Ils crèvent à petit feu et ils appellent ça une vie.
Regarde-les. Vas-y, regarde. Les yeux morts dès huit heures du matin, le café qui ne réveille plus rien, le bus qui pue la résignation. Ils s’entassent, viande contre viande, et pas un ne lève la tête. Pas un. Lever la tête, ce serait risquer de croiser un regard, et croiser un regard, c’est risquer de voir son propre naufrage dans les yeux d’un autre.
On nous a menti. Pas un petit mensonge, non. Un mensonge énorme, gras, vendu à crédit. On nous a dit: travaille, achète, ferme ta gueule, et le bonheur viendra. Le bonheur n’est jamais venu. À la place il y a eu les anxiolytiques, les écrans, l’alcool du vendredi soir qu’on déguise en fête alors que c’est juste une anesthésie. On ne fait pas la fête. On se débranche. Nuance.
Il y a un type, dans mon quartier, qui hurle parfois la nuit. Tout seul. Personne n’ouvre sa fenêtre. Personne n’appelle personne. On ferme les fenêtres, on monte le son de la télé et on attend que ça passe. C’est ça, les gens. Des murs avec des oreilles qui ne veulent plus entendre.

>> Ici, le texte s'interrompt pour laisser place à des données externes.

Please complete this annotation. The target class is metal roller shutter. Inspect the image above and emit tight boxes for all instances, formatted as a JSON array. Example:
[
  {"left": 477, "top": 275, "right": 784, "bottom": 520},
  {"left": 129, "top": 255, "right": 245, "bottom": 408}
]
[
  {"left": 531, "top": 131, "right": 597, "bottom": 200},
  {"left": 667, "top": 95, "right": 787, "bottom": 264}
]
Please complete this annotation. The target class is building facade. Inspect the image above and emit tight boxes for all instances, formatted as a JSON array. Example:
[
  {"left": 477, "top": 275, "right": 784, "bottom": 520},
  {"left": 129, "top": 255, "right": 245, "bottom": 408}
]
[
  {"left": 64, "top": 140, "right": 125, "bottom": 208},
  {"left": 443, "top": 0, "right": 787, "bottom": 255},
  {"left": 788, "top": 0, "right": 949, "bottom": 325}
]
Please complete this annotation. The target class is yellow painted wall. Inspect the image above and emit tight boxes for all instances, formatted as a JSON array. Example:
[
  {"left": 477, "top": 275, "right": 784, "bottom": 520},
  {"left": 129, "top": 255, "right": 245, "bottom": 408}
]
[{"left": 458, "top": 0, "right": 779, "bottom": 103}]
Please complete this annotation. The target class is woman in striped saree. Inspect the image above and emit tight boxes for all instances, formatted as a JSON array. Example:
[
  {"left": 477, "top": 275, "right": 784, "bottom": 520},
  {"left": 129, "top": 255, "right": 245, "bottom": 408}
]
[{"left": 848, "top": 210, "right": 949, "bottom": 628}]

Et moi je suis pareil. Voilà la vérité qui me ronge. Je crache sur eux depuis ma fenêtre mais je suis fait du même bois pourri. Moi aussi je baisse les yeux. Moi aussi je traverse quand ça sent les ennuis. Moi aussi j’ai laissé crever des trucs en moi parce que c’était plus confortable que de se battre.
La peur, ils l’ont avalée comme un médicament. Tous les jours, à heure fixe. Peur de perdre le boulot, peur du voisin, peur de la facture, peur du vide surtout, ce vide immense qui s’ouvre dès qu’on coupe le bruit. Alors on ne coupe jamais le bruit. Jamais. Le silence, c’est l’ennemi public numéro un, parce que dans le silence on s’entend penser, et ce qu’on pense, personne ne veut l’entendre.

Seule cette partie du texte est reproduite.